We're going to be having this conversation for awhile, I expect.
As he attempts to secure a new jail for Harris County, Sheriff Adrian Garcia has hired nearly 90 more guards but still faces skepticism from commissioners about whether a new facility is the only solution to chronic overcrowding and failed inspections.
Garcia argued earlier this month for the construction of a new jail, after the downtown lockups failed a fourth state inspection in six years because of broken toilets and intercoms. He said a new facility would alleviate persistent problems with maintenance and overcrowding at the facilities that house more than 10,000 people.
County and state officials have watched previous plans for a new jail fizzle because of a lack of voter support or the Sheriff's Office's guard shortage. They repeatedly have said other methods must be used to address overcrowding, including modification of bonding and pretrial diversion policies. Recent numbers show that half of the jail's population is made up of people awaiting trial.

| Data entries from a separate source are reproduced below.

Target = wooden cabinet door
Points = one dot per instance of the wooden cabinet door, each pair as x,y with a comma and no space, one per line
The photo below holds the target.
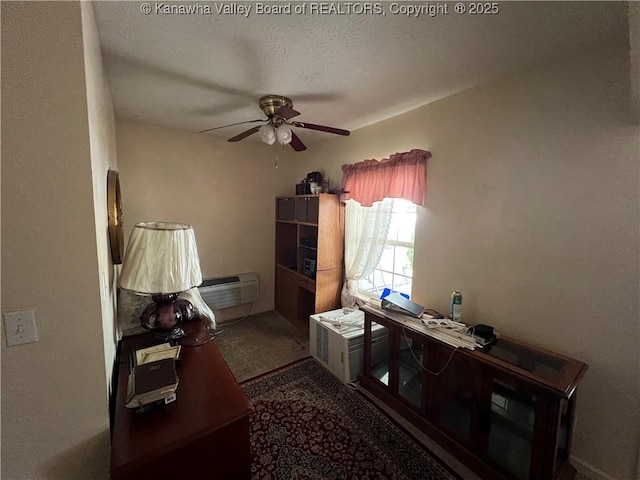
286,209
313,208
301,208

"A new jail would have to be a last resort," Commissioner El Franco Lee said last week.
The discussion could culminate next month when Commissioner's Court expects to receive a report from Justice Management Institute, which is performing a "top-to-bottom" review of the local criminal justice system. The court also is scheduled to hold its annual meeting to discuss its capital improvements plan.
"Why would we make any decisions until we have all the information?" asked Commissioner Sylvia Garcia. "The last thing we want to do is to put (a new jail) back on the ballot and have it fail again."
Since January, [Sheriff Garcia] has hired 87 civilian jailers and cut openings in patrol, through new hires and transfers within the department, from about 70 to 22, according to Lt. John Legg, a spokesman for the department.
"Summer is a peak recruiting period," Legg said. "We expect June and July to be big months for hiring."